Neural Diffusion for Tabular Financial Data

Rule-based generation has carried VynFi through two major versions. The three-layer knowledge model — domain constraints, statistical distributions, and structural relationships — produces data that passes Benford analysis, maintains balanced entries, and respects document flow integrity. But rules have a ceiling. Some distributional patterns in real financial data arise from emergent behavior that is difficult to encode explicitly: the heavy-tailed correlation structure between transaction amounts and counterparty diversity, the non-stationary seasonal patterns in expense categorization, the subtle clustering in payment timing that reflects human workflow habits.

VynFi 3.0 adds a neural diffusion model that learns these patterns directly from tabular financial distributions. The model is a score-based generative model (sometimes called a denoising diffusion model) adapted for mixed-type tabular data — continuous amounts, categorical codes, timestamps, and boolean flags coexisting in the same row.

Score-Based Diffusion for Tabular Data

The core idea is denoising score matching. Starting from a clean data sample x, we progressively add Gaussian noise across T timesteps until the data distribution converges to pure noise. A neural network (the score network) is trained to estimate the gradient of the log probability density at each noise level: given a noisy sample, predict the direction that moves toward higher data density. At generation time, we start from pure noise and iteratively denoise using the learned score function.

For tabular data, the standard image-domain architecture does not apply. VynFi's score network uses a transformer encoder with per-column type embeddings. Continuous columns pass through a learned normalization layer; categorical columns use embedding lookups; timestamps are encoded as (day-of-week, day-of-month, month, hour) cyclic features. The transformer processes all columns jointly, capturing cross-column dependencies that factored models miss.

Classifier-Free Guidance

Raw diffusion sampling produces samples that match the training distribution on average, but may not satisfy domain constraints (e.g., debits equal credits within a journal entry). VynFi uses classifier-free guidance to steer generation toward constraint-satisfying regions. During training, the model is conditioned on domain labels (sector, table type, constraint set) with random dropout. At inference, the conditional and unconditional scores are combined with a guidance scale parameter that controls the trade-off between distributional fidelity and constraint satisfaction.

import vynfi
client = vynfi.VynFi()
# Pure diffusion mode — maximum distributional fidelity
job_pure = client.jobs.create(
    mode="diffusion",
    sector="financial_statements",
    rows=50_000,
    periods=4,
    guidance_scale=1.0,    # minimal guidance, closest to learned distribution
    hybrid=False,
)
# Hybrid mode — diffusion + rule-based structural constraints
job_hybrid = client.jobs.create(
    mode="diffusion",
    sector="financial_statements",
    rows=50_000,
    periods=4,
    guidance_scale=2.5,    # stronger guidance toward constraint satisfaction
    hybrid=True,           # post-process with rule engine for structural validity
    hybrid_constraints=[
        "balanced_entries",
        "benford_compliance",
        "sequential_dates",
        "document_reference_integrity",
    ],
)
result = client.jobs.wait(job_hybrid.id)

Hybrid Mode: Best of Both Approaches

Hybrid mode is the recommended default for most use cases. The diffusion model generates the initial data with realistic distributional properties — amount correlations, category co-occurrence patterns, temporal dynamics — and the rule engine applies a constraint-satisfaction pass that enforces structural validity. The result is data that has the statistical richness of a learned model with the structural guarantees of the rule-based engine.

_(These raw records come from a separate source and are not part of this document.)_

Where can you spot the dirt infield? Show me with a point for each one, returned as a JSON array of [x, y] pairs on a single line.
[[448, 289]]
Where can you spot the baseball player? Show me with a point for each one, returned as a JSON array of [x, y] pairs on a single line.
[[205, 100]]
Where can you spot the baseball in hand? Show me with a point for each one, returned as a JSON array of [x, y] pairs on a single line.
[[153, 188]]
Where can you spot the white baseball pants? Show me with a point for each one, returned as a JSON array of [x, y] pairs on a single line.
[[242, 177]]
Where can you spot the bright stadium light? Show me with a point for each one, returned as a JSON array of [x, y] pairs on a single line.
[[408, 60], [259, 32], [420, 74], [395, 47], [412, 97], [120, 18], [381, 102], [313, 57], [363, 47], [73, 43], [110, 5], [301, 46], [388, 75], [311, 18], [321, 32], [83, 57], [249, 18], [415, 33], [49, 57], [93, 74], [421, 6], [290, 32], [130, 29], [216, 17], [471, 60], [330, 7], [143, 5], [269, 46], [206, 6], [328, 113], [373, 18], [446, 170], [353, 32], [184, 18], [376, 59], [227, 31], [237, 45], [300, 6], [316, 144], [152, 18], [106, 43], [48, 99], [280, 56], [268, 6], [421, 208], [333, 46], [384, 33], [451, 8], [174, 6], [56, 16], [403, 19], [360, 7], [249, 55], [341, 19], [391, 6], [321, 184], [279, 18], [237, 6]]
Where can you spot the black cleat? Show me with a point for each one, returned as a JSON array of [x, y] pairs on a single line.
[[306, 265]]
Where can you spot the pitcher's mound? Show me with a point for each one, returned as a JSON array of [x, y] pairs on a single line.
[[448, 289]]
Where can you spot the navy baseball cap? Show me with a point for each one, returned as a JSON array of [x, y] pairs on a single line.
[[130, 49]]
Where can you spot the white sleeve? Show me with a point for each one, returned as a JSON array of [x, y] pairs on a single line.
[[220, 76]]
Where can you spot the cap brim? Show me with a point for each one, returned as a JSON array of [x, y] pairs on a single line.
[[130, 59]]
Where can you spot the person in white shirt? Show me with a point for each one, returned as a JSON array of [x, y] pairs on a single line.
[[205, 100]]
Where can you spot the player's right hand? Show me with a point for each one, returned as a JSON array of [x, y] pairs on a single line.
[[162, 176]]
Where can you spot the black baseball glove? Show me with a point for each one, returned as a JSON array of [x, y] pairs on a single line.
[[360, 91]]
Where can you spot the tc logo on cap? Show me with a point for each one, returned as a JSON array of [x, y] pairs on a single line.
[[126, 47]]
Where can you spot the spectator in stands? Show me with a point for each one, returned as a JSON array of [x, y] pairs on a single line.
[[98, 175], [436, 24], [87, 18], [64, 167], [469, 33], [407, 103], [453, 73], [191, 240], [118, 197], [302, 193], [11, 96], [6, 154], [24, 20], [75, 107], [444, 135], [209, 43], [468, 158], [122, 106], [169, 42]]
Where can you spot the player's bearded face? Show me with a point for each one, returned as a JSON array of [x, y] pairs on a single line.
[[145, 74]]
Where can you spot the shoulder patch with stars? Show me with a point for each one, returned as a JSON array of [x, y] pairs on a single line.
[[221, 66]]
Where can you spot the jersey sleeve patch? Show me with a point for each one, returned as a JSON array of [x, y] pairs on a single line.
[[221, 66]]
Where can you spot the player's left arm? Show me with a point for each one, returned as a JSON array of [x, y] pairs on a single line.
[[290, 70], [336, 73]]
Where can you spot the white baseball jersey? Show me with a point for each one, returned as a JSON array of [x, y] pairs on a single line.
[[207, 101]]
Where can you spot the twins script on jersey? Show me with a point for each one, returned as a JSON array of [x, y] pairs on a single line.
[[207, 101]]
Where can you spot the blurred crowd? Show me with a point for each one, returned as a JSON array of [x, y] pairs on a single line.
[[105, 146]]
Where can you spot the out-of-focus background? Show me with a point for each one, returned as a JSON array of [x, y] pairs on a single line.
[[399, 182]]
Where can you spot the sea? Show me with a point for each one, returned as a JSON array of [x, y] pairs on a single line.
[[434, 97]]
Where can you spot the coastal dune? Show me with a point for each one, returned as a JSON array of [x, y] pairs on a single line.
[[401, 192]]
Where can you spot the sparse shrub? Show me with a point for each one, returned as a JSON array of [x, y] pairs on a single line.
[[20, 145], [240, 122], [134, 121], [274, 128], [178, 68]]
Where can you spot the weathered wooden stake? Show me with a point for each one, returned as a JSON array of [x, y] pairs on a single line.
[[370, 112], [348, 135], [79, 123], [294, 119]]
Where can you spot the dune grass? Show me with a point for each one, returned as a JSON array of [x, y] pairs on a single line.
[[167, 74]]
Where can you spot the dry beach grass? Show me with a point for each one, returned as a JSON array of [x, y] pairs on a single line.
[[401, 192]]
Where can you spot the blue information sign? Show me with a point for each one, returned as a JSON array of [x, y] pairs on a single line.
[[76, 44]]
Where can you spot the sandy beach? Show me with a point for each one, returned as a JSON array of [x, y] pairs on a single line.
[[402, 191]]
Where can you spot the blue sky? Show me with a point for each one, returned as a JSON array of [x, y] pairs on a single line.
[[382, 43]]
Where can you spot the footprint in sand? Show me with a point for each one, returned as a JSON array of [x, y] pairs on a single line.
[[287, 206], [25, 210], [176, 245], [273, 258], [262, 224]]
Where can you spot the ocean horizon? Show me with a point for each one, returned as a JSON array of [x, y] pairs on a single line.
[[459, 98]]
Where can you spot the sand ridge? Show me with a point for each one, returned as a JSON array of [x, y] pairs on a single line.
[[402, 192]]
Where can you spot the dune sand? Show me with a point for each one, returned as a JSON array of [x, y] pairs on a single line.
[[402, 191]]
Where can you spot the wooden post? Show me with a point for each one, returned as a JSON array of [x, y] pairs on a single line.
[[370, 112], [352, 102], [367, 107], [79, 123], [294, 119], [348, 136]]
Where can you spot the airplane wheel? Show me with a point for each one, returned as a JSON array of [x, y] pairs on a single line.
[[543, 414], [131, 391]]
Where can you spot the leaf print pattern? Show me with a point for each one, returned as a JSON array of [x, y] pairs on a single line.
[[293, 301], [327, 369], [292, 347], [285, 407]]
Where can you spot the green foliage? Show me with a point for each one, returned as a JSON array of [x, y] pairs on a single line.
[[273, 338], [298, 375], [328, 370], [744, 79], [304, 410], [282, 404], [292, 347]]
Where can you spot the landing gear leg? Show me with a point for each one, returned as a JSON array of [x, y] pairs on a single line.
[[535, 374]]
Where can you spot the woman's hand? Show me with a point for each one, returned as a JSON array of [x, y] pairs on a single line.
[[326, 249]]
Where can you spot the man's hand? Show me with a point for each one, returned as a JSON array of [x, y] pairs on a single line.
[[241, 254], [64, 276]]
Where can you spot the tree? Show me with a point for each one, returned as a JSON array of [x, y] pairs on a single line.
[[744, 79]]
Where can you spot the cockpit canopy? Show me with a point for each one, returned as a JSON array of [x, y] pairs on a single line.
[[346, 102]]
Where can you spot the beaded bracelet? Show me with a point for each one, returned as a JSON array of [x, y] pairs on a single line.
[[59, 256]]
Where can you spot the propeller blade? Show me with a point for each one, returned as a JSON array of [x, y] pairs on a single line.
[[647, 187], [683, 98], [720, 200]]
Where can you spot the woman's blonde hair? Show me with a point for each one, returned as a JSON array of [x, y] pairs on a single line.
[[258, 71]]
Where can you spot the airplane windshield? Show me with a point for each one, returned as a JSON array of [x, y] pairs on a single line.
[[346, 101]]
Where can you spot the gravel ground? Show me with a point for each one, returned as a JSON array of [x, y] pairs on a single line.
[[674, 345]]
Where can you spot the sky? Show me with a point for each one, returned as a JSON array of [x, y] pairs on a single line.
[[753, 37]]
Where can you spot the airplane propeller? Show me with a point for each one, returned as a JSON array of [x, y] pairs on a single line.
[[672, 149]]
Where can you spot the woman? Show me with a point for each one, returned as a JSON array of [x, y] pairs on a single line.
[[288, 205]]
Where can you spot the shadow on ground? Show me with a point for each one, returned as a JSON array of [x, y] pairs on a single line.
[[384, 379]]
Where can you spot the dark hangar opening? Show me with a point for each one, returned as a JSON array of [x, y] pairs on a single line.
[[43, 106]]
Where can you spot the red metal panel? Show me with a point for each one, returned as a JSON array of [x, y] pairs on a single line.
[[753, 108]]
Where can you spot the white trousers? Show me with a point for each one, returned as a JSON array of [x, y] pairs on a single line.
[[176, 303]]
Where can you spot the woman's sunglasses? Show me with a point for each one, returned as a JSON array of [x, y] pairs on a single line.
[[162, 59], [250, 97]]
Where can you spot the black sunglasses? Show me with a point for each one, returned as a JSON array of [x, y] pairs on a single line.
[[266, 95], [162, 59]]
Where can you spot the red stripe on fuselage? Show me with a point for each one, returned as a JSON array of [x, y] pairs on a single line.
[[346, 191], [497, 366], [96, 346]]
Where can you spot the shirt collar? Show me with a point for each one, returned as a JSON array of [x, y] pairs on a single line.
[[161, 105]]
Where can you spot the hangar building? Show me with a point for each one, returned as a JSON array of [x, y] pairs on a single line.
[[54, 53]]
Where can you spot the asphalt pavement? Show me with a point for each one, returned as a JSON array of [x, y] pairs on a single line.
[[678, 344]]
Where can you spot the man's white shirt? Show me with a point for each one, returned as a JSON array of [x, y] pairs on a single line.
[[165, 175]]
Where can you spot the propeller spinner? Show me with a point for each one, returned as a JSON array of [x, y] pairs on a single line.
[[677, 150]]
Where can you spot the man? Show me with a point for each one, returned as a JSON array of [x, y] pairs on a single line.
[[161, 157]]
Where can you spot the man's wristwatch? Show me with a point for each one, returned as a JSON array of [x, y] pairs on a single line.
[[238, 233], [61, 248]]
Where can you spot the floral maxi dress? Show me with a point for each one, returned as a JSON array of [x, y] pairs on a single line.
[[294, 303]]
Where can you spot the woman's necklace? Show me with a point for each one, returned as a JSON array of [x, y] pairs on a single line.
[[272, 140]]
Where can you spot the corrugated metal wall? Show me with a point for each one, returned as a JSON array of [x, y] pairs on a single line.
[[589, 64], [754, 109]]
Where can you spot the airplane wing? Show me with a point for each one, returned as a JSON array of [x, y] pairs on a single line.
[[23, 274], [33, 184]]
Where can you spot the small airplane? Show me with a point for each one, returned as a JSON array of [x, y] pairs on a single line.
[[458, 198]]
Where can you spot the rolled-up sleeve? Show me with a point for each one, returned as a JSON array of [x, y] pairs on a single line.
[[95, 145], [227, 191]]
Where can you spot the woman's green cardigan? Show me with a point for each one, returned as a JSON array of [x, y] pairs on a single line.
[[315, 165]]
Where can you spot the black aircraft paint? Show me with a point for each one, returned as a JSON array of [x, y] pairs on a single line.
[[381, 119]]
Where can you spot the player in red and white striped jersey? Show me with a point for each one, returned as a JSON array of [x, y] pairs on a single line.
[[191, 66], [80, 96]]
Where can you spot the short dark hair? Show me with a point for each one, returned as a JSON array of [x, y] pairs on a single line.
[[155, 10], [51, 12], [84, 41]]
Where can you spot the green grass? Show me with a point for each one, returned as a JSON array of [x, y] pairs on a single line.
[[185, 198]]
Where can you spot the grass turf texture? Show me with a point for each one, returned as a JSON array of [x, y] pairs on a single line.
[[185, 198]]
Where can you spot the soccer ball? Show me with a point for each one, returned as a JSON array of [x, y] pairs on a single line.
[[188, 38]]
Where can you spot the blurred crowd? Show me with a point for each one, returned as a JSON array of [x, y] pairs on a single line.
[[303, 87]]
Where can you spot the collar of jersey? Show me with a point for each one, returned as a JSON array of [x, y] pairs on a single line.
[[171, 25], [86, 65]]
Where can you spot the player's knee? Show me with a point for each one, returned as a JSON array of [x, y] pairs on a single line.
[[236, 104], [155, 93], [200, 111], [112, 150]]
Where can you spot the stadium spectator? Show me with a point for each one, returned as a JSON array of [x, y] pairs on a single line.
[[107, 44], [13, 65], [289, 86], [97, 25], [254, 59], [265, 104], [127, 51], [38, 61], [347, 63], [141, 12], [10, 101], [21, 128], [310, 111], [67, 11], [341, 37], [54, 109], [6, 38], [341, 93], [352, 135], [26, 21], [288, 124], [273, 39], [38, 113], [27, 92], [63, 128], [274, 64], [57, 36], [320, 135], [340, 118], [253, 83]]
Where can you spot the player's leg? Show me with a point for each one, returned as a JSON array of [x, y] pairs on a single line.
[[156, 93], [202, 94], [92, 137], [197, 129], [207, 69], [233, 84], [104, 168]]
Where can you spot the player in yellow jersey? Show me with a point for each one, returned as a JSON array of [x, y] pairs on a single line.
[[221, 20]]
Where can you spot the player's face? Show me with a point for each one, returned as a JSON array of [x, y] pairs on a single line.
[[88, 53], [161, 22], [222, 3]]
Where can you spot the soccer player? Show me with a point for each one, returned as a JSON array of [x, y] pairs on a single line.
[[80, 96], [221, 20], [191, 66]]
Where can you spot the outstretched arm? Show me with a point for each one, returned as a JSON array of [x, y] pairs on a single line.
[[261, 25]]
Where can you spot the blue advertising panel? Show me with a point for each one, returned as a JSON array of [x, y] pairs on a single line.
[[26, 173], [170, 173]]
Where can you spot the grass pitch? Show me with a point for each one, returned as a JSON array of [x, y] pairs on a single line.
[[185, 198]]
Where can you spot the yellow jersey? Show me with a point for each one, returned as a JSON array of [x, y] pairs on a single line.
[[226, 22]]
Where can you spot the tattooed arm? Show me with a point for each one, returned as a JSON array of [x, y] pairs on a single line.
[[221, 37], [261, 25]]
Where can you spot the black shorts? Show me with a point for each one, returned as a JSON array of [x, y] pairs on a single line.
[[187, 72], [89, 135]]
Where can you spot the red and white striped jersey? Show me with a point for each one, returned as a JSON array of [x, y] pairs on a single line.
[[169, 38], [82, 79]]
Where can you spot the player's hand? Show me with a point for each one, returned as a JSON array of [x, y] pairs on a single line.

The constraint-satisfaction pass is lightweight because the guided diffusion output is already close to satisfying constraints. In benchmarks, fewer than 3% of rows require adjustment in hybrid mode with guidance_scale=2.5, compared to 15-20% with guidance_scale=1.0.

Evaluating Output Quality

import pandas as pd
archive = client.jobs.download_archive(result.id)
df = pd.read_parquet(archive.file("journal_entries.parquet"))
# Quality metrics included in every diffusion job
metrics = archive.json("quality_metrics.json")
print(f"Rows generated: {len(df)}")
print(f"Benford MAD: {metrics['benford_mad']:.4f}")       # < 0.006 = close conformity
print(f"Column correlation RMSE: {metrics['corr_rmse']:.4f}")  # vs. reference distribution
print(f"Category Jensen-Shannon: {metrics['cat_js']:.4f}")     # lower = better match
print(f"Constraint violations: {metrics['constraint_violations']}")  # should be 0 in hybrid mode
print(f"Rows adjusted by rule engine: {metrics['hybrid_adjustments']}")

The diffusion model is pre-trained on VynFi's internal reference distributions (calibrated against 155 real-world financial datasets, as described in our methodology paper). Customers on Scale and Enterprise tiers can fine-tune the model on their own fingerprint data — the privacy-preserving statistical summaries described in a separate post in this series — to produce synthetic data that matches their specific distributional characteristics without ever exposing raw records.